A saturated solution is made by dissolving 0.252 g of a polypeptide (a substance formed by joining together in a chainlike fashion some number of amino acids) in water to give 1.92 L of solution. The solution has an osmotic pressure of 3.69 torr at 25 °C. What is the approximate molecular mass of the polypeptide?
pi=3.69/760torr =.00485
M= m? r= .08205
T= 25+273.15= 298.15
m= pi/rt= .0000162 x 1.92=.0000312
.2521/.0000312
I get 8080.128 does that seem right?
The procedure looks ok but the numbers don't.You must be punching the wrong buttons.
The 0.00485 is really 0.004855 and I would round that to 0.00486
M (and that's M and not m) = 0.000198 x 1.92 = 0.000381
and molar mass is 0.242/0.000381 = ?
Check my work.
Let's break down the steps to calculate the approximate molecular mass of the polypeptide:
1. Calculate the moles of solute:
To start, we need to calculate the moles of solute (polypeptide) in the solution.
Moles of solute = mass of solute / molar mass
Given that the mass of solute is 0.252 g, we need to find the molar mass of the polypeptide.
2. Calculate the number of moles of solute:
To calculate the number of moles of solute, we use the formula:
Moles of solute = moles of solute / volume of solution
The solution has a volume of 1.92 L.
3. Calculate the osmotic pressure in atm:
We need to convert the given osmotic pressure from torr to atm.
Osmotic pressure (atm) = given osmotic pressure (torr) / 760 torr
The given osmotic pressure is 3.69 torr.
4. Calculate the approximate molecular mass:
Finally, we can calculate the approximate molecular mass of the polypeptide using the formula:
Molecular mass (g/mol) = moles / molar mass
We have the moles of solute from step 2, and we calculated the molar mass in step 1.
Now let's plug in the values and calculate:
1. Calculate the moles of solute:
Molar mass of the polypeptide = (0.252 g) / (moles of solute)
2. Calculate the number of moles of solute:
Moles of solute = (0.00485 atm) / (0.08205 L·atm/(mol·K) * 298.15 K)
3. Calculate the osmotic pressure in atm:
Osmotic pressure (atm) = 3.69 torr / 760 torr
4. Calculate the approximate molecular mass:
Molecular mass (g/mol) = (moles of solute) / (molar mass)
Now you can proceed with calculating the approximate molecular mass of the polypeptide using the values obtained in the steps above.

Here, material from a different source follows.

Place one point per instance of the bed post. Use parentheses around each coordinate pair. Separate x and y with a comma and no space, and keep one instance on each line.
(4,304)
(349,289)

To find the approximate molecular mass of the polypeptide, you can use the formula for osmotic pressure:
Pi = (n/V)RT
Where:
Pi = osmotic pressure (in atm or torr)
n = number of moles of solute
V = volume of solution (in liters)
R = ideal gas constant (0.08205 L.atm/mol.K)
T = temperature (in Kelvin)
First, let's convert the osmotic pressure from torr to atm:
Pi = 3.69 torr / 760 torr/atm = 0.00485 atm
Now, rearrange the formula to solve for the number of moles of solute:
n = (Pi * V) / (RT)
n = (0.00485 atm * 1.92 L) / (0.08205 L.atm/mol.K * 298.15 K)
n ≈ 0.000162 mol
Next, calculate the molar mass of the polypeptide by dividing the mass of the solute by the number of moles:
Molar mass = mass / moles
Molar mass = 0.252 g / 0.000162 mol ≈ 1555.56 g/mol
So, the approximate molecular mass of the polypeptide is approximately 1555.56 g/mol.
It seems that there was an error in your calculation. The correct result is approximately 1555.56 g/mol, not 8080.128 g/mol.